TypeError: category dtype does not support aggregation 'mean'

In [None]:

# Try building a simple pivot table if we have both a categorical and numeric column
if group_key and len(num_cols) > 0:
    pivot = pd.pivot_table(df_filled, index=group_key, values=num_cols[0], aggfunc=['mean', 'count'])
    print("Pivot table (mean & count):")
    display(pivot)
else:
    print("Not enough columns to make a pivot table. Edit to match your dataset.")


In [None]:

# Histogram for a numeric column
if len(num_cols) > 0:
    plt.figure()
    df_filled[num_cols[0]].hist()
    plt.title(f"Histogram of {num_cols[0]}")
    plt.xlabel(num_cols[0])
    plt.ylabel("Frequency")
    plt.show()
else:
    print("No numeric columns for histogram.")
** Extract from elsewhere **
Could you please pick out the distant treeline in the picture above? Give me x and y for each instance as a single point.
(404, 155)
# Bar chart for category counts
if group_key:
    plt.figure()
    df_filled[group_key].value_counts().plot(kind="bar")
    plt.title(f"Counts by {group_key}")
    plt.xlabel(group_key)
    plt.ylabel("Count")
    plt.show()


In [None]:

# Save a cleaned version for your records
out_path = "/mnt/data/cleaned_dataset.csv"
df_filled.to_csv(out_path, index=False)
print(f"Cleaned CSV exported to: {out_path}")



## Next steps

- Replace the column names, filters, and examples with those from your tutorial dataset so your work matches the video.
- Add any **extra analysis** you perform (more plots, correlations, advanced filtering, etc.).
- When you're satisfied: **File → Download as → Notebook (.ipynb)** and upload to **GitHub**.

**GitHub quick steps:**
1. Create a new repo (or open an existing one) on github.com.
2. Click **Add file → Upload files**, drag your `.ipynb` here, and **Commit**.
3. Open the notebook file in GitHub; copy the URL and submit it to your LMS.